The surprise came in the cadenzas, the free solo passages found at the end of concerto movements. Often, soloists play a cadenza written by the composer or a famous performer. Some performers write their own, often in the style of the composer.
Nigel Kennedy has written his own cadenzas, and they head far away from Mozart’s style.
Here's two short samples
I often like when performers try something new. I've been captivated by Gilles Apap's free, folksy improvisations in traditional classical pieces.

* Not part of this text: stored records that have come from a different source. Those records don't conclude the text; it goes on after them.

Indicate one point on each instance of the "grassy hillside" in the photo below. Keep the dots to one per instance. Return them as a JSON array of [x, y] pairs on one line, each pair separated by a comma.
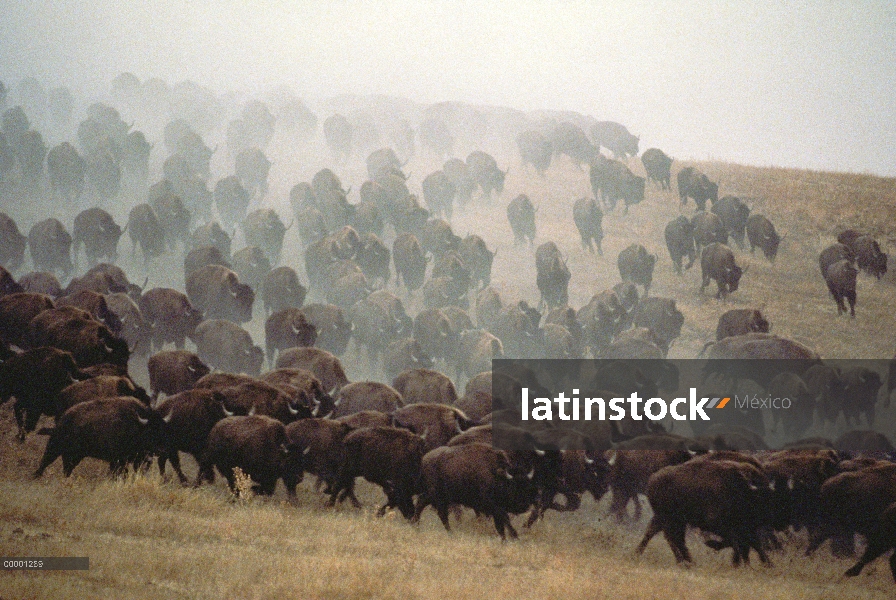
[[152, 539]]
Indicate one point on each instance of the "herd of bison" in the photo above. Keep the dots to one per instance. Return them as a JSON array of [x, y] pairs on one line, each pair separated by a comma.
[[72, 320]]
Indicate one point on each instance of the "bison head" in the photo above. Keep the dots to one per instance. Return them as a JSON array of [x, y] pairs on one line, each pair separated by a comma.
[[732, 278]]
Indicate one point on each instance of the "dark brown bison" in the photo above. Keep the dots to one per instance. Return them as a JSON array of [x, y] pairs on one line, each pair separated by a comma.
[[730, 499], [762, 235], [211, 235], [75, 331], [373, 257], [98, 232], [438, 193], [853, 502], [258, 446], [50, 246], [145, 229], [386, 456], [833, 254], [8, 283], [535, 149], [322, 448], [694, 184], [840, 278], [281, 289], [881, 538], [485, 173], [12, 244], [116, 430], [232, 200], [423, 385], [264, 229], [475, 475], [679, 234], [717, 263], [324, 365], [226, 346], [205, 255], [478, 258], [287, 328], [410, 263], [739, 321], [613, 181], [438, 423], [658, 167], [218, 293], [334, 330], [191, 415], [588, 219], [174, 371], [403, 354], [95, 304], [552, 275], [17, 310], [101, 386], [734, 214], [367, 395], [134, 328], [636, 265], [170, 316], [661, 317], [521, 215], [36, 396], [40, 282], [869, 256], [615, 138]]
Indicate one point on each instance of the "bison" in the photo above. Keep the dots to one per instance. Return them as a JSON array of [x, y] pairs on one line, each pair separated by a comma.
[[761, 234], [658, 167], [219, 294], [717, 263], [588, 218]]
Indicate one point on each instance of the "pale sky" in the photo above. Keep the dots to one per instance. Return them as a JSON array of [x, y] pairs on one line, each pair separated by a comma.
[[810, 85]]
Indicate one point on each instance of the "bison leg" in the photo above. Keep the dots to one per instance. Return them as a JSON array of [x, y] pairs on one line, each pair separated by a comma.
[[502, 523], [422, 503], [19, 410], [674, 535], [653, 528], [51, 453], [174, 457], [442, 510], [875, 549]]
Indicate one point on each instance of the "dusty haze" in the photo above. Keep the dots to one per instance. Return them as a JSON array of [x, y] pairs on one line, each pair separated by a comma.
[[808, 86]]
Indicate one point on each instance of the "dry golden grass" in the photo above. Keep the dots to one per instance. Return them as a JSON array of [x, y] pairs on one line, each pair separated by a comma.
[[151, 539]]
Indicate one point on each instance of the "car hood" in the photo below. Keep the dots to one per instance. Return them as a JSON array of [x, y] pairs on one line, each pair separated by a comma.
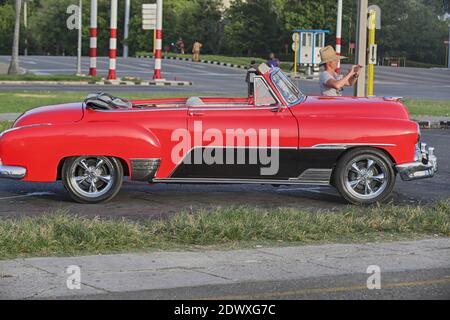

I could be more favorably inclined towards Apap because it’s interesting to watch him play. Or is it because it's more obviously a novelty and it's fun/funny? I'm not completely sure what bothers me about Kennedy's cadenzas. It could be that he tried to smoothly insert something that is a rather sharp shift (especially when you aren’t expecting it!), or the addition of jazz-styled double bass accompaniment that was also unsettling, or the excessive reverb.
Nigel Kennedy has recently returned to recording after a hiatus from the classical world, and I’m glad he’s back. This CD of Mozart and Beethoven concertos is not for me (apart from the cadenzas, the Beethoven is just too heavy feeling), but I really enjoy his performances and musical choices on his 2007 release "Polish Spirit," recordings lesser-known romantic violin concertos and two arrangements of Chopin piano pieces.
What do you think? Can Mozart and jazz work together? Is this their best meeting?